Mons

Et pourtant, un budget spécifique et complémentaire de 200.000 euros a été alloué

Les aménagements de mobilité douce, sources de mécontentement dans la cité du Doudou ? C’est peu de l’écrire. D’autant plus encore depuis qu’un groupe de fêlés de la bicyclette s’est mis en tête, avec un humour corrosif, de dénoncer les absurdités auxquelles les cyclistes doivent faire face. Il s’agit bien sûr des “cyclistes gonflés à bloc pour l’action”, qui inondent la toile de leurs gags et farces en se foutant royalement des autorités publiques, tant communales que régionales. Le député Matthieu Daele (Ecolo) n’y est manifestement pas insensible et a interpellé le ministre Carlo Di Antonio (cdH). Il estime que les 88.032 euros prévus pour Mons en 2017 sont bien insuffisants. Pire encore que ces aménagements cyclables sont bien trop lents.

Après le bourgmestre Elio Di Rupo (PS), c’est donc au ministre Di Antonio de s’y coller et de faire l’état des lieux des projets en cours. Ainsi, à la rue Grande à Maisières (N6), le projet de mise à une voie de la traversée de Maisières est toujours à l’étude par la Direction des Routes de Mons, conjointement avec la ville. “Grâce à l’espace qui sera récupéré des pistes cyclables y seront aménagées”, affirme le ministre Carlo Di Antonio. À l’avenue Maistriau, du côté droit de la chaussée, une piste cyclable a été marquée ce printemps. “Le côté gauche fait encore l’objet de discussion en commission vélo sur les aménagements à réaliser.”

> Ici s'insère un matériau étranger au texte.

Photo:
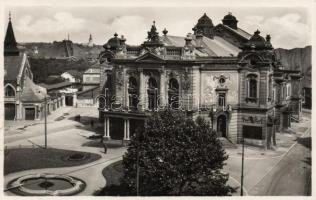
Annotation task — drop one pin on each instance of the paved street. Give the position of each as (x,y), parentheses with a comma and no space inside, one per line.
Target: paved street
(284,171)
(65,134)
(292,175)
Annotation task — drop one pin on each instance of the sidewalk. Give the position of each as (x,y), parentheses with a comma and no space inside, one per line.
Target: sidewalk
(259,162)
(72,139)
(12,126)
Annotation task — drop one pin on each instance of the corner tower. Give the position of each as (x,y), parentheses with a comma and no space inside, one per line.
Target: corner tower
(10,44)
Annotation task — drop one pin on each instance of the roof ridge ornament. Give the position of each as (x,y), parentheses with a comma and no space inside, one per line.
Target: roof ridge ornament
(153,35)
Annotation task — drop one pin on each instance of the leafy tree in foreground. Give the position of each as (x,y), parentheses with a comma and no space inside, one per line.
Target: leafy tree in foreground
(177,156)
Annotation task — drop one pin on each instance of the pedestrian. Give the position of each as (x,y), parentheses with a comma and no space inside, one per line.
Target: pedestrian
(105,147)
(92,123)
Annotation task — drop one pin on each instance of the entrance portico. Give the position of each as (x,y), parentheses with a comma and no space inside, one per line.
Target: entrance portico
(113,121)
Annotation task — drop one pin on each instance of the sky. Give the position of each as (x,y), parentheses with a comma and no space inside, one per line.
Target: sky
(289,27)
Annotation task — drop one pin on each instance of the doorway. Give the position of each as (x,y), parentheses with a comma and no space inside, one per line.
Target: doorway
(9,111)
(29,113)
(69,101)
(221,126)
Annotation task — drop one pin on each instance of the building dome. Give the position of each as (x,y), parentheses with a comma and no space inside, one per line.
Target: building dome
(229,16)
(230,20)
(204,26)
(258,42)
(113,43)
(204,21)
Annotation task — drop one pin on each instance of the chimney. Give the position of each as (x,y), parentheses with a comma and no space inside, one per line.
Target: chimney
(198,39)
(188,40)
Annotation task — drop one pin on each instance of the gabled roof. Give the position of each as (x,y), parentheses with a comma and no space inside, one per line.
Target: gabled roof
(32,92)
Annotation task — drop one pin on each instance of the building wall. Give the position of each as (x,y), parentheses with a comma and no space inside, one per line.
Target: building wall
(69,77)
(210,82)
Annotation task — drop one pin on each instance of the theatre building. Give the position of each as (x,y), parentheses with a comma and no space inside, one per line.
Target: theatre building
(222,73)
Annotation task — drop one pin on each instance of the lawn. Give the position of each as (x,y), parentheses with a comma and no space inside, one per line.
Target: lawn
(16,160)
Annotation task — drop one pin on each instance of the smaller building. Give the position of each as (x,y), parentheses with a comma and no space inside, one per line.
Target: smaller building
(23,99)
(73,76)
(65,90)
(91,77)
(89,97)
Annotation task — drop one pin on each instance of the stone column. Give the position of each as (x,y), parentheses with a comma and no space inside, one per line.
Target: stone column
(127,130)
(63,99)
(107,128)
(74,101)
(141,89)
(196,87)
(162,89)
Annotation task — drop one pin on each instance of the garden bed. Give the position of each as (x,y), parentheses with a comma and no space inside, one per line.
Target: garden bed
(16,160)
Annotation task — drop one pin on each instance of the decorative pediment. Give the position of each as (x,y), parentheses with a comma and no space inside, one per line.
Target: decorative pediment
(150,57)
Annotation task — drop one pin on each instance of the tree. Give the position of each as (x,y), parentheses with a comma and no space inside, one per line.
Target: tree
(176,156)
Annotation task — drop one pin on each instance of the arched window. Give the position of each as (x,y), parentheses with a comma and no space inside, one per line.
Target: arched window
(152,92)
(173,93)
(132,93)
(9,91)
(252,88)
(221,99)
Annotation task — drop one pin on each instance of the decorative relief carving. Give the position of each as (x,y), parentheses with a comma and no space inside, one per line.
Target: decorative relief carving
(133,73)
(174,74)
(119,76)
(253,120)
(186,81)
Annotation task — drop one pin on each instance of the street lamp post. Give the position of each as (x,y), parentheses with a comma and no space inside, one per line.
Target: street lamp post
(45,117)
(242,166)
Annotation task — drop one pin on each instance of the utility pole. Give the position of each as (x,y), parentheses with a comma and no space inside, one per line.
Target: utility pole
(45,113)
(242,166)
(137,173)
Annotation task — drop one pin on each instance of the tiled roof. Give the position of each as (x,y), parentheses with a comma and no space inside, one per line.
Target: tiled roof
(12,65)
(56,86)
(75,73)
(32,92)
(240,32)
(95,91)
(212,47)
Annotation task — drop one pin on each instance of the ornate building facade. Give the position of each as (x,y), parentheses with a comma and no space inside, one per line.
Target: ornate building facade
(222,73)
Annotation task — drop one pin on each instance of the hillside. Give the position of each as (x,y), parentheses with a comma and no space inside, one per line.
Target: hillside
(297,59)
(62,49)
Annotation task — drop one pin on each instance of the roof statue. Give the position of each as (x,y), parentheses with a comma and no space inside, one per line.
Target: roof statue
(90,43)
(153,35)
(230,20)
(204,26)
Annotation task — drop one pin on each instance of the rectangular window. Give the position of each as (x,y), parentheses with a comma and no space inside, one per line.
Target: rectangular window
(221,99)
(252,132)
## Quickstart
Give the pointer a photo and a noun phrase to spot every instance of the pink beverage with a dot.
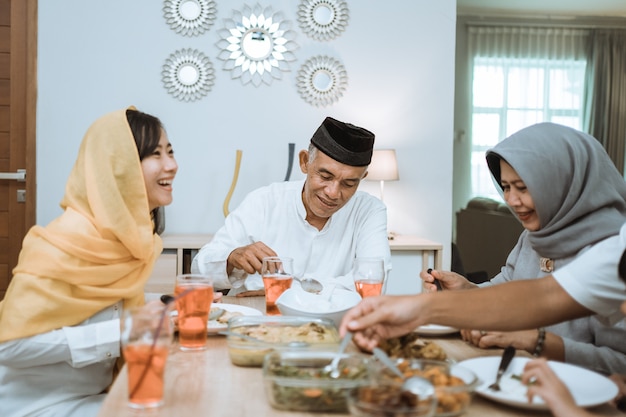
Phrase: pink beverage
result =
(193, 314)
(275, 285)
(146, 367)
(368, 288)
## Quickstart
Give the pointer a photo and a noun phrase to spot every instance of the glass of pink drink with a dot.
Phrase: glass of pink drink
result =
(194, 306)
(277, 276)
(369, 276)
(146, 341)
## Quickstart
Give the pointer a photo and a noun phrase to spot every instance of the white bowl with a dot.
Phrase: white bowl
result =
(296, 302)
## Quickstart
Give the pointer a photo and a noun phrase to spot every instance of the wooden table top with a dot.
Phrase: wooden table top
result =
(206, 383)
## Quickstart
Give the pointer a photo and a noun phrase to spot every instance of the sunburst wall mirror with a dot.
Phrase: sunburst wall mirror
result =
(188, 75)
(189, 17)
(322, 80)
(323, 20)
(256, 45)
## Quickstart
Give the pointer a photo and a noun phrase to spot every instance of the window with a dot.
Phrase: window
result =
(512, 93)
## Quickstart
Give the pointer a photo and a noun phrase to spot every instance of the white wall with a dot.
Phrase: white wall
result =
(101, 55)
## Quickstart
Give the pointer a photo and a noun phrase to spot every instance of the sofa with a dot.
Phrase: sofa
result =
(486, 231)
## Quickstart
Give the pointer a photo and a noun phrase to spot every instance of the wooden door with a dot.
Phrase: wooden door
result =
(18, 95)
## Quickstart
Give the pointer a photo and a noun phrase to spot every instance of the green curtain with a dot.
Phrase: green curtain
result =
(605, 96)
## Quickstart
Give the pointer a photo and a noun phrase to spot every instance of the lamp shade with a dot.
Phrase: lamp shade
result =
(384, 166)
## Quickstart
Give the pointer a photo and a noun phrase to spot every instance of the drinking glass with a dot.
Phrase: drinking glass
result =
(194, 295)
(146, 339)
(277, 273)
(369, 276)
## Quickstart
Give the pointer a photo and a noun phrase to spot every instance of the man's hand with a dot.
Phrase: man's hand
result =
(379, 318)
(249, 258)
(448, 280)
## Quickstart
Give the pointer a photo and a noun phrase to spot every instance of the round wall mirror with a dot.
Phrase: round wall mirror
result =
(189, 17)
(323, 14)
(188, 74)
(189, 9)
(323, 20)
(322, 80)
(256, 45)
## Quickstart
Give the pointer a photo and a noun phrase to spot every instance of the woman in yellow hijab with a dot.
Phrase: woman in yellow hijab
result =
(59, 320)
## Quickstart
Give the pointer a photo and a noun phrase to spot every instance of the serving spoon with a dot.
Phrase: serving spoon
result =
(310, 285)
(415, 384)
(254, 339)
(333, 368)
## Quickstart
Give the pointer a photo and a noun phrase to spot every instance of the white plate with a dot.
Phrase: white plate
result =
(587, 387)
(214, 327)
(435, 329)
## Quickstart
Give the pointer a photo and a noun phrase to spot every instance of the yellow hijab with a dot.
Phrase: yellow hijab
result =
(99, 251)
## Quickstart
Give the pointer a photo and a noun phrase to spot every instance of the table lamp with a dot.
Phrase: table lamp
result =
(384, 167)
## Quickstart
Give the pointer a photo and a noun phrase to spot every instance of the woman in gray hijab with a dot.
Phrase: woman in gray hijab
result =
(568, 195)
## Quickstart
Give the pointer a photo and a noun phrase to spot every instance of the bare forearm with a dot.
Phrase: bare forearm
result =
(512, 306)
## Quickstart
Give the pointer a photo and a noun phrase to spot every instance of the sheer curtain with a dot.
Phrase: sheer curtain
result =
(605, 112)
(536, 74)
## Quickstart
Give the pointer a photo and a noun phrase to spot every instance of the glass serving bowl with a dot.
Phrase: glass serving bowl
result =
(277, 333)
(298, 380)
(454, 384)
(388, 399)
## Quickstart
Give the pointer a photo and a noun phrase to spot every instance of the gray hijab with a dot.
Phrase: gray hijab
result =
(579, 195)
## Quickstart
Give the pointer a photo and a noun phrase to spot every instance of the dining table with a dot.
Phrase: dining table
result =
(206, 383)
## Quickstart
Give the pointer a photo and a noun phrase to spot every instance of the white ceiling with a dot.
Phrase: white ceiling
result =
(543, 8)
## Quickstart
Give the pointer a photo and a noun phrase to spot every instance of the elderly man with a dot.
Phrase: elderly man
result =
(323, 222)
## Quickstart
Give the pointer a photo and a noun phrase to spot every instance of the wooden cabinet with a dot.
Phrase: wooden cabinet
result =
(409, 255)
(178, 251)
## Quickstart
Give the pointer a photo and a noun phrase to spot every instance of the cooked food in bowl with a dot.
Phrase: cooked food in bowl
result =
(389, 399)
(296, 302)
(277, 333)
(299, 380)
(454, 384)
(411, 346)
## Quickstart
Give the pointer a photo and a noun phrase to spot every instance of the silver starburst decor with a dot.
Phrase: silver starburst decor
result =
(188, 74)
(256, 45)
(323, 20)
(322, 80)
(189, 17)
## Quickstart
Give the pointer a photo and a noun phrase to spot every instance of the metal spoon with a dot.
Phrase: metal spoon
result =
(507, 356)
(415, 384)
(310, 285)
(254, 339)
(333, 368)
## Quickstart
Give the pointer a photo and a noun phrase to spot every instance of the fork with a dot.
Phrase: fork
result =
(507, 356)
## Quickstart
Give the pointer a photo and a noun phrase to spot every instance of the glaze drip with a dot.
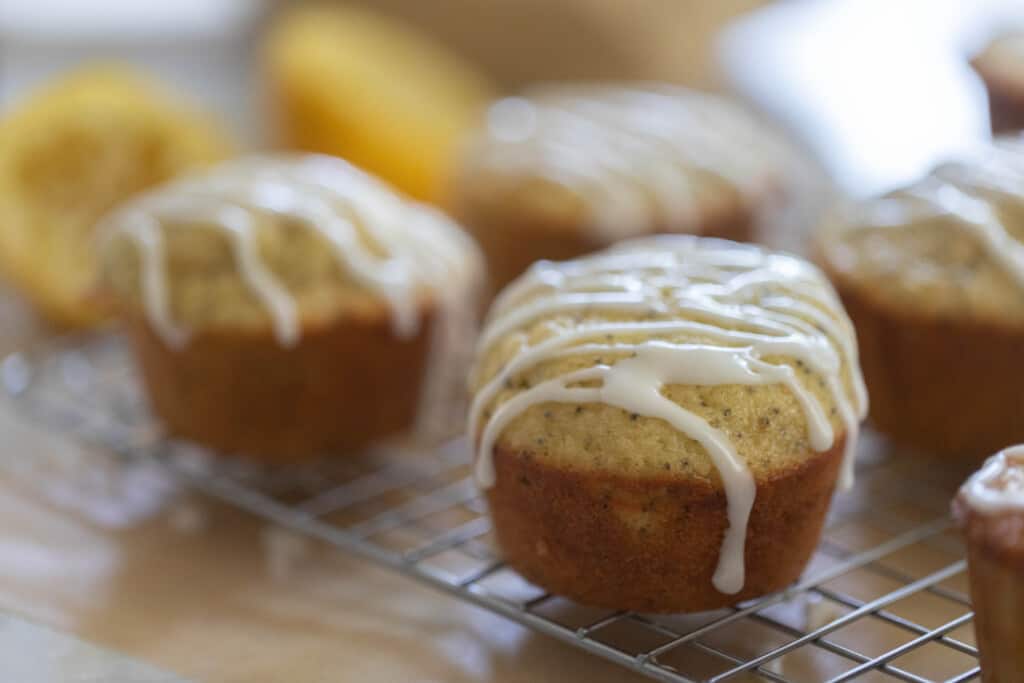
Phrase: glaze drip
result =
(635, 156)
(675, 311)
(998, 485)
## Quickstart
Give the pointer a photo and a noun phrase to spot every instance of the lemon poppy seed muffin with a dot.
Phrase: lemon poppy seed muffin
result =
(565, 170)
(1000, 67)
(288, 307)
(933, 278)
(660, 426)
(989, 508)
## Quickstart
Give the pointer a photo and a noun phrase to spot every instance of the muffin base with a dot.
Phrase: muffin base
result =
(345, 384)
(948, 387)
(652, 545)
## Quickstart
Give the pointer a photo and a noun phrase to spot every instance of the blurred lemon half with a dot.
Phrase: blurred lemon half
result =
(68, 154)
(353, 83)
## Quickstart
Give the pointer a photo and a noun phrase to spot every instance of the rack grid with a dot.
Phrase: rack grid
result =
(884, 598)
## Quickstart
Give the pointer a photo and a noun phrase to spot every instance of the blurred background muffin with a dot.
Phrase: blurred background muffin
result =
(933, 278)
(69, 153)
(565, 170)
(290, 307)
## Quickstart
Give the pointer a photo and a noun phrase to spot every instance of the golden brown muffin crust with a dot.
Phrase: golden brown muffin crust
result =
(651, 545)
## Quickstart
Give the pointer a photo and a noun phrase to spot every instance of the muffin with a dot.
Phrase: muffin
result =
(288, 307)
(354, 83)
(68, 154)
(1000, 67)
(990, 510)
(660, 426)
(566, 170)
(933, 278)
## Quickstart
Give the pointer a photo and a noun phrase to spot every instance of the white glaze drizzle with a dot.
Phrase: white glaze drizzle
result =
(633, 154)
(424, 252)
(998, 485)
(715, 296)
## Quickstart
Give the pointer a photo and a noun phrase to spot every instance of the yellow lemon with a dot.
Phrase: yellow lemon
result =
(68, 154)
(350, 82)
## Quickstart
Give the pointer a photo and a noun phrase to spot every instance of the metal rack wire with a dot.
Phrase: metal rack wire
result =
(884, 597)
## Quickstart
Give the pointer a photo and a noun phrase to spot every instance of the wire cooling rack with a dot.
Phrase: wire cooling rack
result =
(884, 598)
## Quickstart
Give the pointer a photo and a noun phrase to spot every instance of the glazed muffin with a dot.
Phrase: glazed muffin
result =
(358, 84)
(990, 510)
(285, 308)
(69, 153)
(660, 426)
(566, 170)
(1000, 67)
(933, 278)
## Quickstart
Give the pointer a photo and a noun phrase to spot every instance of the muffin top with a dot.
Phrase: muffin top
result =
(283, 243)
(1003, 59)
(949, 246)
(619, 161)
(990, 506)
(673, 357)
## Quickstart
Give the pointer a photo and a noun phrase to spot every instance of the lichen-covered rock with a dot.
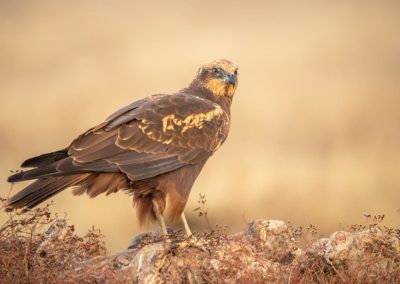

Du côté de la N556, entrée majeure de la ville venant de l’autoroute, toute la Grande Voirie est équipée d’une piste cyclable, excepté le tronçon entre la Porte du Parc et le carrefour du Lido. “À ce stade, il n’y a pas d’accord de la ville de Mons pour créer une piste cyclable sur ce tronçon. En effet la réduction à une bande de ce tronçon risque d’entraîner des remontées de files.”

De la gare de Mons vers la Plaine de Nimy, la volonté du ministre est de prévoir, “dès cette année”, des aménagements cyclables.  “J’ai attribué à chaque direction territoriale des routes un budget spécifique et complémentaire de 200.000 €. En 2018, celui de la Direction des Routes de Mons sera consacré à l’amélioration de la section entre l’hôpital Ambroise Paré et la gare de Mons. Le métré des travaux est en cours.”

Quid de 2018 ? “J’ai lancé un nouvel appel à projets Mobilité 2018”, précise encore le ministre Di Antonio. “Les liaisons cyclables utilitaires y seront de nouveau privilégiées. Les projets viennent d’être rentrés auprès de mon administration début mai. Le moment venu, je serai attentif aux projets qui auraient été déposés par la Ville de Mons, comme par l’ensemble de 262 communes de Wallonie.”

Pas certain que ces réponses suffisent au député Ecolo et aux cyclistes gonflés. “Par rapport à l’objectif fixé dans la “Vision FAST-mobilité 2030” de passer de 1 à 5 % de part modale cycliste, cela impliquerait pour Mons des investissements de l’ordre de 2 millions d’euros par an. On ne peut que constater le sous-investissement chronique en la matière.”

Trois projets encore à l'étude

Aucune véritable solution n’a, pour l’heure, été trouvée pour le pont de l’Avenue de l’Université, tronçon particulièrement dangereux pour les deux roues. “Des aménagements sont prévus à court terme mais présentent des difficultés techniques dues aux interventions sur les joints du pont,” rappelle toujours le ministre. Idem du côté de la liaison Mons-Quaregnon (N51, avenue de Jemappes), qui constitue pourtant un axe cyclable à haut potentiel. “Une étude menée par l’IDEA visant à y créer un axe de transport en commun à haut niveau de service est en cours. Elle doit intégrer les cyclistes. Toutefois la traversée de Jemappes, sinueuse et étroite, est très compliquée.”

Le contournement cyclable au niveau du centre ADEPS, pour lequel un budget de 250.000 euros a été libéré en 2016 par le ministre, est aussi toujours en phase d’étude.